Nguyen still wanted play a sport when he enrolled at Corona del Mar High as a freshman. He picked the least popular one on campus, and for the wrong reason.

“I’ll join wrestling,” Nguyen said. “I don’t have to run.”

He quickly found out that running is one of the most essential things to do in his new sport.

He ran a lot. He got beat up a lot.

“I wasn’t very good on frosh-soph, either,” Nguyen said of his first season.

His mother, Sam, worried.

“Paul, you’re going to get hurt,” Sam would say. “I don’t like this sport. I get a heart attack every time you go wrestle.”

Nguyen’s father, Alex, did his best to calm Sam down, saying their son was going to be fine.

Nguyen stuck with the sport. He says he began to feel athletic, coordinated and fast. Each year, he improved.

Then before this season, his final one, Nguyen, who is 5-foot-4, thought about quitting. He didn’t know if he wanted to continue anymore.

“I started to get burned out,” said Nguyen, who still showed up for his senior season despite his concerns on whether he could handle another year of the demanding sport.

He didn’t have cut too much weight, even though he planned to wrestle at 138 pounds for the second straight season.

Things began to click in the wrestling room. He was confident in his technique. He says he felt like he could take down anybody.

He proved it when the season began. He was pinning most of his opponents.

Halfway through the season, Nguyen wanted to quit again. It wasn’t because he wasn’t winning almost every time, because he was. It was because he was losing in practice.

“I’d been getting beat up,” Nguyen said. “The competition in the room shot up. [Assistant coaches Matt] Lopez and [Seth] Seneca, they just made the intensity of the room just shoot up, which made our entire team just so much better. And I wasn’t used to that. I was used to just to going in, just flying through people.

“I was actually starting to struggle a lot. I wasn’t used to that. I wasn’t getting any better. I was actually probably getting worse. I just didn’t know what was happening.”

What happened is CdM’s staff pushed Nguyen, almost to the brink of forcing him to say, ‘No more.’ The staff wanted to make Nguyen a better wrestler.

Nguyen never told his coaches of his plans of quitting last month. They saw it through his wrestling. He wasn’t going as hard. He took it easy.

Lopez and Seneca challenged Nguyen. And he’s thankful they did. Without them, Nguyen doesn’t become a Pacific Coast League champion for the first time. He doesn’t pull off what Coach Gary Almquist called the best takedown of the year.

How Nguyen won the league title last week was by unleashing a move he had never executed in a match. He faked a lateral drop, and when the opponent countered, Nguyen nailed him with a foot sweep, dropping him right on his back.
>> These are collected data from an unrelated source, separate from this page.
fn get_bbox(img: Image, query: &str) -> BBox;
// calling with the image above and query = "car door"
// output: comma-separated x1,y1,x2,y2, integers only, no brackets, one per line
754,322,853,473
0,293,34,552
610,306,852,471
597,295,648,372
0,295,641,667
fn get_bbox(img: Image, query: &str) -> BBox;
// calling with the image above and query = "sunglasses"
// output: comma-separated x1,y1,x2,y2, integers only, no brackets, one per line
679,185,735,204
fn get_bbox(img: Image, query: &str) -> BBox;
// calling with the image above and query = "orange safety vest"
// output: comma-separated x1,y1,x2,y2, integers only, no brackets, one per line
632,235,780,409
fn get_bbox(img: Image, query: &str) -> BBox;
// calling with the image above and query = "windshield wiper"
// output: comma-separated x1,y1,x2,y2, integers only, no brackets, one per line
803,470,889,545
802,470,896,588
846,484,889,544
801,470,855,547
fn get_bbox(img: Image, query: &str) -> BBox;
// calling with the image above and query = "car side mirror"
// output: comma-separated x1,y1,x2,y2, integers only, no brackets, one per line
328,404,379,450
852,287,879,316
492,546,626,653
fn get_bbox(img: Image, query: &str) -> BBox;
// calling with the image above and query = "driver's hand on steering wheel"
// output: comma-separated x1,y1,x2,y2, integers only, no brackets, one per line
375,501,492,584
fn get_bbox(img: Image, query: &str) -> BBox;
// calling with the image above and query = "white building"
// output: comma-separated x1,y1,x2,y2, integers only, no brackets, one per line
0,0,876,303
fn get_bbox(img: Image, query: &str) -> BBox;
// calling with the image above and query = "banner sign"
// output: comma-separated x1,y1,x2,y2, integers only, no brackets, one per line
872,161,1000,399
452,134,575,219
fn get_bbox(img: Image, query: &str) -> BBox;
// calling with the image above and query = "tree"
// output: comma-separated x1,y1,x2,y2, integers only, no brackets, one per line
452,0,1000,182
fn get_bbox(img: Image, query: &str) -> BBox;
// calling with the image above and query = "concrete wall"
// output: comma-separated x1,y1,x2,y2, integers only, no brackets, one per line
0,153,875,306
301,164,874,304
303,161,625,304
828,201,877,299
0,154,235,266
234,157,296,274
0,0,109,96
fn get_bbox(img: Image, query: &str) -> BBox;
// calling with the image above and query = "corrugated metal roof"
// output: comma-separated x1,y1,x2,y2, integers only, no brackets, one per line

“You could hear the whoomp of the kid hitting the mat,” Almquist said in an email.

Just like that, Nguyen says he improved to 24-5 and recorded his 20th pin. His season isn’t over.

He and five CdM teammates advanced to the CIF Southern Section Central Division individual tournament on Feb. 15 at Norte Vista High in Riverside. The goal for Nguyen is to place in the top five and qualify for the CIF Southern Section Masters meet.

Nguyen wants the season to last as long as it can. It’s all up to him.

“Wrestling is a great sport,” said Nguyen, adding that it has taught him discipline, hard work and pushed him. “Up until ninth grade, I was the kid that everybody made fun of. Now, everybody is, like, giving me respect.”

*

Paul Nguyen

Born: May 7, 1995

Hometown: Newport Beach

Height: 5-foot-4

Weight: 138 pounds

Sport: Wrestling

Year: Senior

Coach: Gary Almquist

Favorite food: Pasta

Favorite movie: “Inception”

Favorite athletic moment: “Winning league.”

Week in review: Nguyen won the 138-pound Pacific Coast League title.